I have a large number (few hundred, not thousands) of PDF documents in my Think DB. I am finding that in about 33.3% of cases, Think seems to be recognizing these as TIFF images: when I attempt to browse the file, I can see only the first page, and cannot advance to other pages. When I attempt to export, the file extension comes up as .tiff (even though .pdf is displayed in the DB notebook view). Curiously, when in the notebook view, Think lists the correct number of words for the document. In cases in which I have the original PDF saved, the PDF displays correctly in Preview.
I feel like I’ve lost a great deal of work if I have to sort through all these PDFs to determine which are not archived correctly, and download those which I no longer have saved copies of on disk.
Thank you for the pointers. I’m familiar with these issues and do not think this addresses my problem.
I am not, and wouldn’t like to begin, converting most of my PDF documents in the database to text or rich text, because they are typically mathematically intensive. I have left this option un-selected in the Preferences. Having the text of the PDFs indexed is interesting, but it is by far secondary to being able to read the PDFs themselves.
My problem is simply that the PDFs do not display correctly, perhaps because the document type is not recognized.
I would have assumed that the PDFs should display just as they do in Preview, because I had thought that Devon was using the same PDF rendering engine that OS X does.
Finally, if the suggestion is that I need to re-build my database according to convention X because PDF rendering does not work properly, I have to say that is extremely frustrating, and at the moment, I have zero time to do it.
Thanks for any advice on or clarification of these issues you can offer!

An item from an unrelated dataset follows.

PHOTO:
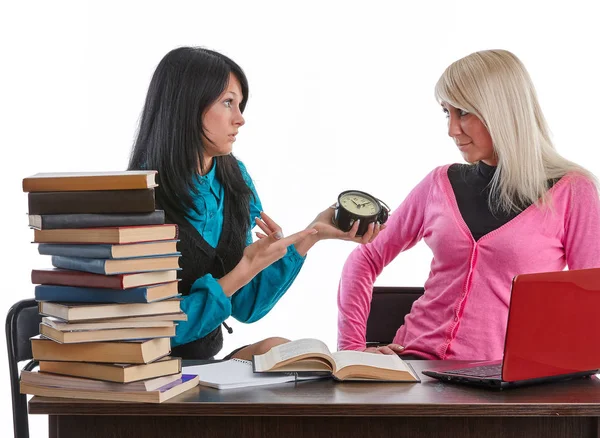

I think if you view a PDF file with the DEVONthink pdf browser then its ‘Export’ (on the toolbar at the TOP) is attempting indeed to export just the current page as a TIFF. But if you choose ‘Export’ from the File menu. at least in my experience, you get a PDF file exported.
Concerning being able to see only one page, are you sure there is no page button on the toolbar at the BOTTOM of the DT pdf browser window?
I have about 400 PDF files stored directly in DEVONthink. So far I have had no problem with them. Any I have needed to retrieve as stand-alone PDF files, outside DT, have exported (via the ‘File’ menu) fine.
Do you have the Images & PDF -> Copy Files preference set to Copy files to database folder or to Copy files into database? Copying to the folder would be the conservative setting since it’s possible to recover the original files after database corruption. Is there a reason that copying into the database is preferred?
Would it be useful to have a way to select the Image/PDF import setting on-the-fly, without going into Preferences each time? Or is the assumption that once you’ve chosen a method for doing it you’ll leave it alone?
As previously mentioned, the rationale and strategy for using certain settings like this will hopefully be better documented in the future.
I realize now that I have this preference set to “Don’t copy”. This explains the behavior I noted earlier. Files disappeared from the database when I moved them to another location. I believe the Copy to Folder or Copy to Database setting would work better for me. However, I don’t want to rebuild my database manually.
Is there a way to retroactively apply this preference? If not (certainly it is not done automatically by modifying the preference), I request it as a feature. Without it, I don’t see the point in being able to change the preference after first launching the application, because this will merely result in fragmenting one’s data.
Sounds like you need the synchronization feature, which hopefully will be coming soon. I don’t know how retroactive changes could be made otherwise. And I agree with another poster above that options for importing should not be tucked away in the preferences but available on the fly, on a case-by-case basis (e.g. one may want to import PDFs but not images, etc.).